Mobile phone operator Vodafone has announced that it plans to switch on 4G in London on August 29, the same day O2 launches its 4G network in three UK cities.
Twelve more locations will get switched on before the end of the year. They include: Birmingham, Bradford, Coventry, Edinburgh, Glasgow, Leeds, Leicester, Liverpool, Manchester, Newcastle, Nottingham and Sheffield
Price plans will begin at £26 a month (SIM only, for 2GB of data) and the operator has already listed a choice of compatible handsets, including the Samsung Galaxy S4, the Nokia 925 and the Blackberry Z10.
Although the firm's 4G network won't be active until the end of the month, Vodafone is inviting customers to sign up in store and online from August 12.
Existing customers can upgrade from 3G to 4G for an extra £5 a month.
In order to attract more customers and set itself apart from 4G rivals EE and O2, Vodafone is offering unlimited data for the first three months, along with a choice of Spotify Premium's 20-million song collection or 150 hours of Premier League football.

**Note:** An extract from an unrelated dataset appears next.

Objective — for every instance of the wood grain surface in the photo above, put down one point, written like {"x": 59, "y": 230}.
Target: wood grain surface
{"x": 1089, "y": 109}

"With 4G, speed is just the start; it's what you do with it that really matters. We are taking 4G into a new league by offering sport; and changing the tune with all the music you could want. 4G is finally worth getting and there's plenty to look forward to," said Guy Laurence, CEO of Vodafone UK.
Until recently, EE (formerly known as Everything Everywhere) has been the only mobile phone operator to offer 4G LTE in the UK. Since its launch, it has rolled the service out to 95 UK cities and signed up 687,000 users. However, this still only accounts for 2.5 per cent of its 27 million customers.
Vodafone and O2 will also have to compete with EE's 'double speed' 4G (up to 60Mbps and available in 15 of the 95 towns and cities it serves) and cheaper basic tariff.
Switching to a 4G network allows customers the chance to download content several times faster than is possible on 3G.
Ofcom estimates 4G services will provide at least £20bn in benefits to UK consumers over the next ten years.